I’m taking an Instructor Methodology class through work and the local community college. I have a paper due by Sunday midnight, I work fri-sat-sunnight (sunnight is, too, a word. Or it should be, for us night shifters) so basically I need to finish the paper today. And I’m procrastinating.
Usually, I love research papers. I LOVE research. Writing comes pretty easily for me (probably thanks to all those whiny, angst filled diaries in middle school) and after surviving an English BA from Penn State I’ve gotten better at correctly citing my sources and avoiding comma splices. I have two issues with this paper.
One: I don’t have access to a good library. I was spoiled at Penn State. Not only was the libray enormous but it was within walking distance of all of my classes and the reading rooms stayed open till 3 am. Yes, I was often kicked out of the library as they closed. One of the reasons I loved research papers is they gave a direction and a goal to research. I could, and sometimes did, just browse books for my own entertainment, but I always got a lot more out of them if I had something to search for. Not everything you research for a paper ends up in the paper, and I loved that. I learned so much through research, it remains one of my favorite things to do. I would wander through the stacks, happily searching for the one book I’d looked up in the CAT and grab all the surrounding books that looked interesting. I got pretty darn good at navigating all those wonderful online datebases full of published articles, too. I still remembering being dumbfounded when my little sister called me late in her college career and discovered she had never used her university’s online datebase. I teased her about it, of course, but the nerd in me was thinking, “Aww, you poor thing, you’ve really missed out on a lot of fun!” I’m pretty lame, I know, but I’m ok with it.
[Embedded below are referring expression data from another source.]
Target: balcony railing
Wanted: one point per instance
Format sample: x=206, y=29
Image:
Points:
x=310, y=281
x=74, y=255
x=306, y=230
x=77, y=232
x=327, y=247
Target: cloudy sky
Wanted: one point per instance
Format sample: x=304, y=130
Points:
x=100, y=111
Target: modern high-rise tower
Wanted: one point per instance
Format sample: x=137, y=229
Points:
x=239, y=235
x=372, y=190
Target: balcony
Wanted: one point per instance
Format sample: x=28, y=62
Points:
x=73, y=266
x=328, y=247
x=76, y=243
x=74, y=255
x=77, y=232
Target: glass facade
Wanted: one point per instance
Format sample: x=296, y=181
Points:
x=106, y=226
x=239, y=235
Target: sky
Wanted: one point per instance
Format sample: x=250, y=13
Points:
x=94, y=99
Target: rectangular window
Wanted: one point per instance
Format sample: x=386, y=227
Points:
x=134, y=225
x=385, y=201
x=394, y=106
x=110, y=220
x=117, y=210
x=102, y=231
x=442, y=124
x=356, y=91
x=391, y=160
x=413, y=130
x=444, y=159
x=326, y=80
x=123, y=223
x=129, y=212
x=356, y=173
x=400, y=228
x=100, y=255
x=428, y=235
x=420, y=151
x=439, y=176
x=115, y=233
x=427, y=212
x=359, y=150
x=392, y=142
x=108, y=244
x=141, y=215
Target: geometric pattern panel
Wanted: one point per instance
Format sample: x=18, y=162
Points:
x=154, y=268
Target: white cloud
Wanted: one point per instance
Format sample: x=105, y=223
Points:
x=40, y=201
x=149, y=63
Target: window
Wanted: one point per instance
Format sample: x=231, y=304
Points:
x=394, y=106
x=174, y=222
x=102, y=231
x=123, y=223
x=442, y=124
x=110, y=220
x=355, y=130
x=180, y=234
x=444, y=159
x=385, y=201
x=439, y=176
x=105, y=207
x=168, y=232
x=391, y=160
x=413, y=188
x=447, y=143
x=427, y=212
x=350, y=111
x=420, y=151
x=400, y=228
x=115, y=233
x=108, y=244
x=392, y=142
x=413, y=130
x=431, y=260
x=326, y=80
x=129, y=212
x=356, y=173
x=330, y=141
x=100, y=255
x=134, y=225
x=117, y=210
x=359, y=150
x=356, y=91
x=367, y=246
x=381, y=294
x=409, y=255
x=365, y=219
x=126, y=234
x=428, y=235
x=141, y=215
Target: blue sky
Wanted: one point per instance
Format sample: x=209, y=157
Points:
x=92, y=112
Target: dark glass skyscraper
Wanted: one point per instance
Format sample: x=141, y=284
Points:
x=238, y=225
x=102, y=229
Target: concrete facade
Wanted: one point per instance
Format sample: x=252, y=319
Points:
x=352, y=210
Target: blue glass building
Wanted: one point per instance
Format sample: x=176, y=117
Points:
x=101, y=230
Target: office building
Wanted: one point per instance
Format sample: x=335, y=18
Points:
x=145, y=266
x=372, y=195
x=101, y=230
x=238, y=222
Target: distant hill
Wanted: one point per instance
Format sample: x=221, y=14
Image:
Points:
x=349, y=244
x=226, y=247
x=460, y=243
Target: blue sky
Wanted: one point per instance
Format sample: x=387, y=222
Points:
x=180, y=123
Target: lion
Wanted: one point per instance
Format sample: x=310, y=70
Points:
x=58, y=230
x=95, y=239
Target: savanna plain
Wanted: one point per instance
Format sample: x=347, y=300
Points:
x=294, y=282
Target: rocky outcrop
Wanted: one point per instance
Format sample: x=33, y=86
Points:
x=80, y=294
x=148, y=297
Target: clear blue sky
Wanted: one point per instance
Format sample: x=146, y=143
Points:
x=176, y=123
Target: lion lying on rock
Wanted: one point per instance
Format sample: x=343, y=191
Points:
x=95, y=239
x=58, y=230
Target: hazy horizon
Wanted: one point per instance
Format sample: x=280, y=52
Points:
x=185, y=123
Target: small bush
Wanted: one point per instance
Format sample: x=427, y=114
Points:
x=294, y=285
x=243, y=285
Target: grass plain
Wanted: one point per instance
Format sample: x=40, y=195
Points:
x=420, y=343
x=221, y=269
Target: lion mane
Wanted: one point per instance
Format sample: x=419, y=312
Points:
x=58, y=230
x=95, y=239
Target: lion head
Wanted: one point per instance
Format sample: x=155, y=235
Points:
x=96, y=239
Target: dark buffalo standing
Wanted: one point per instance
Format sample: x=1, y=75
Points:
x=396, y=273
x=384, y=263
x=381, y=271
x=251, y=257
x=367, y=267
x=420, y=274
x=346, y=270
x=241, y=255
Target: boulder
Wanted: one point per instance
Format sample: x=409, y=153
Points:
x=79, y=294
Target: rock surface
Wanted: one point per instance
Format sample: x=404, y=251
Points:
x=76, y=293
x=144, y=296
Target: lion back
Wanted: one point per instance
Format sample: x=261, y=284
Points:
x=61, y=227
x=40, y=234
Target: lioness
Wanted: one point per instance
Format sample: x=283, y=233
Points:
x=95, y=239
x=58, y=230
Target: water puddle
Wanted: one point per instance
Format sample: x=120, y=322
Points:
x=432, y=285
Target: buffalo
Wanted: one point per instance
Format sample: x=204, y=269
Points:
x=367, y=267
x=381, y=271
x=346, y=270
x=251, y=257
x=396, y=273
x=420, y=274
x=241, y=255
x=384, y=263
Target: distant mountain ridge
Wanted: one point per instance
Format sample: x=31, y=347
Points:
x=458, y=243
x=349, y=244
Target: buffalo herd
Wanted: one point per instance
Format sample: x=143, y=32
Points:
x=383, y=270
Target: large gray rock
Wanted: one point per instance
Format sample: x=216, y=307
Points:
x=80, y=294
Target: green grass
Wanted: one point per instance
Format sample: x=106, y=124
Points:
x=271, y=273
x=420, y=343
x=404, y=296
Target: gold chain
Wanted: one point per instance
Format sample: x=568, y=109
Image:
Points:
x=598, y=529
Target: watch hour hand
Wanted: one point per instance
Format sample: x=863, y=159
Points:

Two: The paper is supposed to be 3 pages double spaced. 3 pages! The article review I just did for the class was almost 3 pages double spaced and I was trying really hard to be brief. I suck at short writing pieces, they irritate the crap out of me. I can hardly justify this being a research paper when I’m only given 3 pages in which to maneuver. How am I supposed to delve into anything vaguely interesting or satisfying when I have to come up with a thesis that can be summed up well written within 3 pages? He gave us a font size, too (12) so I can’t even squeeze in an extra paragraph that way. Yes, I was that student who always asked for the “max” on a paper. I admit, there is merit to learning how to concisely formulate ideas and express opinions… but I can concisely express a lot more in 14 pages than I can in 3! Hrmph. This makes me grumpy. I understand the time constraints (we have a week to write it) makes a longer paper kind of mean for an instructor to assign, and that I am a weird breed to enjoy writing lengthy research papers, but the fact remains I really hate writing short pieces. I don’t even like reading/writing short stories-they always leave me unsatisfied.
So, because I’m super irritated about trying to hunt down available articles online through google and because I’m bad at writing short pieces I am procrastinating working on this paper. I decided blogging about my reasons for procrastinating was some how a more noble form of procrastination than, say, deciding it was imperitive that I brush Remus’s teeth and, and…do all the dishes, and, uh, reorganize the closet! Yes! I should do those things too before I start this paper!
Sigh. I’m going to try really hard to locate at least two peer reviewed articles before I do anything else. Then Remus is probably getting his teeth brushed.